Seminars in Michaelmas Term 2015, University of Oxford
We are pleased to announce our Science, Medicine and Culture seminars for 2015. All seminars take place from 5.30 – 7.00, in Seminar Room 3 at St Anne’s College, Oxford. All are welcome, and drinks will be served after each seminar.
Wednesday 28 October 2015
Dr Madeleine Wood, Queen Mary University of London, ‘A ‘heart hard as a nethermillstone’: The relational dynamics of Victorian ‘addiction’’
This paper explores the way in which substance use and compulsive behaviours are represented in mid-Victorian literature and medicine when read not as an individual experience, but as one that operates between selves. By looking at gambling, as well as alcoholism and opium use, we see how the disruption of intimate relationships comes to be situated within the emergent discourse of ‘addiction’ in the nineteenth century.
Wednesday 1 1 November 2015
Dr Claire Jones, King's College London, ‘Septic Subjects: Infection and Occupational Risk in British Hospitals, 1870-1970’
This paper addresses the effects of hospital-acquired infection (and practices surrounding its prevention and control) on hospital staff during the late nineteenth and early twentieth centuries. It focuses on four British hospitals associated with the infection control practices of Joseph Lister and Florence Nightingale – King’s College and St Thomas’ in London and the Royal Infirmaries of Edinburgh and of Glasgow in Scotland – and pays particular attention to the experiences of nurses within these hospitals. Hospital nursing registers, alongside other evidence including oral testimonies, reveal that while nurses felt lucky to be part of the nursing profession as a worthy vocation, many also became ill at various points throughout their lives as a direct result of working on wards with infected patients. By framing the discussion in terms of occupational risk, this paper argues that the introduction and enforcement of hospital infection control procedures were not solely for the benefit of the patient but also for the staff who treated them. A healthy workforce also formed an important part of hospital efficiency metrics.
Wednesday 25 November 2015
Professor Karen Sayer, Leeds Trinity University, ‘Radical Requiems: the return of the past in British agriculture, 1850-1950’
Through art and literature, the press and even advertising, we think we know what a farm is, but how it is managed and what it is for? Post-war to the mid-C20th the question of when a farm is not a farm was raised in the British press. ‘Where does one draw the line’, one correspondent to The Guardian asked in 1964, ‘between the traditional farmer and his confrontation with the elements and these new industrialised farmers who create their own hazards (and our consumer hazards) by treating their stock as belt-conveyor units?’ This paper will address this kind of juxtaposition/binary opposition — traditional agriculture vs. industrialised agriculture (at least re the farmed animal) – as an artefact and consider where and when this artefact was produced and what effect it had.
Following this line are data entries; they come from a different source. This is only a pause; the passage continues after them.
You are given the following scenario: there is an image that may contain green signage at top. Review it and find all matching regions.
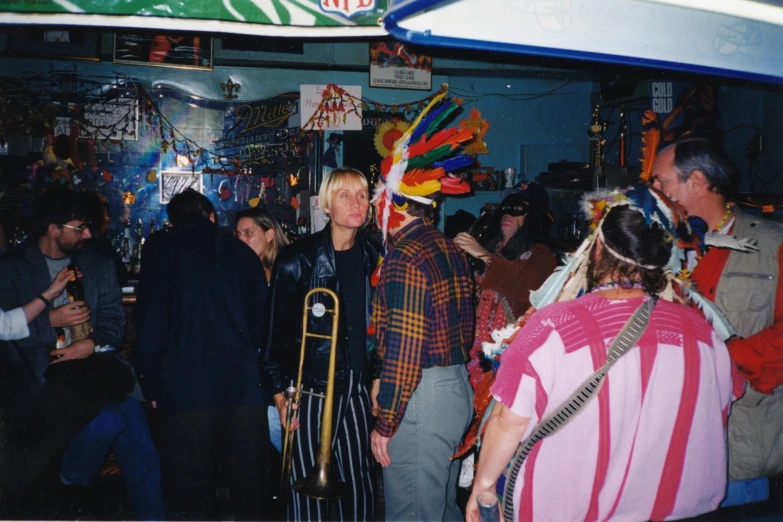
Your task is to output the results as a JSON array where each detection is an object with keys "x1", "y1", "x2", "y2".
[{"x1": 0, "y1": 0, "x2": 389, "y2": 36}]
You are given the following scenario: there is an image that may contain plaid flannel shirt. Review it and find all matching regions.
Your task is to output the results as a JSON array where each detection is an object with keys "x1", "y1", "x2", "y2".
[{"x1": 372, "y1": 219, "x2": 474, "y2": 437}]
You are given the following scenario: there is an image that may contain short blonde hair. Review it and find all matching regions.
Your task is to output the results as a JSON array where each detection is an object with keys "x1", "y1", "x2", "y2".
[{"x1": 318, "y1": 167, "x2": 370, "y2": 210}]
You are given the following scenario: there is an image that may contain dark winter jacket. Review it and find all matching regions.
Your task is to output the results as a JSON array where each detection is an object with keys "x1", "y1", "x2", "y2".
[{"x1": 264, "y1": 225, "x2": 378, "y2": 393}]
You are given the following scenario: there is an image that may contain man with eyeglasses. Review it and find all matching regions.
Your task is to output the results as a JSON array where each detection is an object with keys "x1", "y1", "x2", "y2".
[{"x1": 0, "y1": 187, "x2": 164, "y2": 520}]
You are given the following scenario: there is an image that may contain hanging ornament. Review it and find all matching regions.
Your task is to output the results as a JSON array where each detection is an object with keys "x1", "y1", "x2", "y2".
[
  {"x1": 218, "y1": 178, "x2": 231, "y2": 201},
  {"x1": 459, "y1": 107, "x2": 489, "y2": 154},
  {"x1": 247, "y1": 183, "x2": 266, "y2": 208},
  {"x1": 374, "y1": 120, "x2": 410, "y2": 158}
]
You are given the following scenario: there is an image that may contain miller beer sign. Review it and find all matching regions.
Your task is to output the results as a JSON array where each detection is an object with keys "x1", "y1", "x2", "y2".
[{"x1": 320, "y1": 0, "x2": 375, "y2": 18}]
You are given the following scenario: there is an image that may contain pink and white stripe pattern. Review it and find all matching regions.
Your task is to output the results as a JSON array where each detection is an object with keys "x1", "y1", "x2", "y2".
[{"x1": 492, "y1": 294, "x2": 739, "y2": 521}]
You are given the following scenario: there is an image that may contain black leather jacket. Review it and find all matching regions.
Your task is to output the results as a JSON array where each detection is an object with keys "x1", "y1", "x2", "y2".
[{"x1": 263, "y1": 225, "x2": 378, "y2": 393}]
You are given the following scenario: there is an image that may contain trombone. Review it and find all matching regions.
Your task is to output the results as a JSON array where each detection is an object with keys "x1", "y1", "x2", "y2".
[{"x1": 280, "y1": 288, "x2": 348, "y2": 500}]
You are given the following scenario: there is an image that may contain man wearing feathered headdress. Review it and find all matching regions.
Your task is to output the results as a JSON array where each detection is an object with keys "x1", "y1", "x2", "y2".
[
  {"x1": 370, "y1": 90, "x2": 474, "y2": 520},
  {"x1": 652, "y1": 137, "x2": 783, "y2": 480}
]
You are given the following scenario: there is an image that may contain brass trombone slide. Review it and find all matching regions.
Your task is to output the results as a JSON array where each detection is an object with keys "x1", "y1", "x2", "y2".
[{"x1": 280, "y1": 288, "x2": 348, "y2": 500}]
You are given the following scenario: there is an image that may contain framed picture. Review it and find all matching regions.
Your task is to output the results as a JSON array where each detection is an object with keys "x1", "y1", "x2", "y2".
[
  {"x1": 160, "y1": 170, "x2": 204, "y2": 205},
  {"x1": 8, "y1": 26, "x2": 100, "y2": 62},
  {"x1": 113, "y1": 33, "x2": 212, "y2": 71}
]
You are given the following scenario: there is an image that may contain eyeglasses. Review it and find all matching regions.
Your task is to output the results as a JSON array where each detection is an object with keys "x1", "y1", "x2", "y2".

Requiem for lost traditions harnessed the public’s conscience, and resulted in legislative change, (improved animal welfare from the point of view of ethologists); but, farmers and producers were not slow to capitalise: the naturalised countryside, rescued for the good of the consumer, was always for sale. In essence, the theme of the paper can be captured by the question ‘what is a farm’?
The Science, Medicine and Culture seminar series is co-hosted by the Diseases of Modern Life and Constructing Scientific Communities projects at the University of Oxford.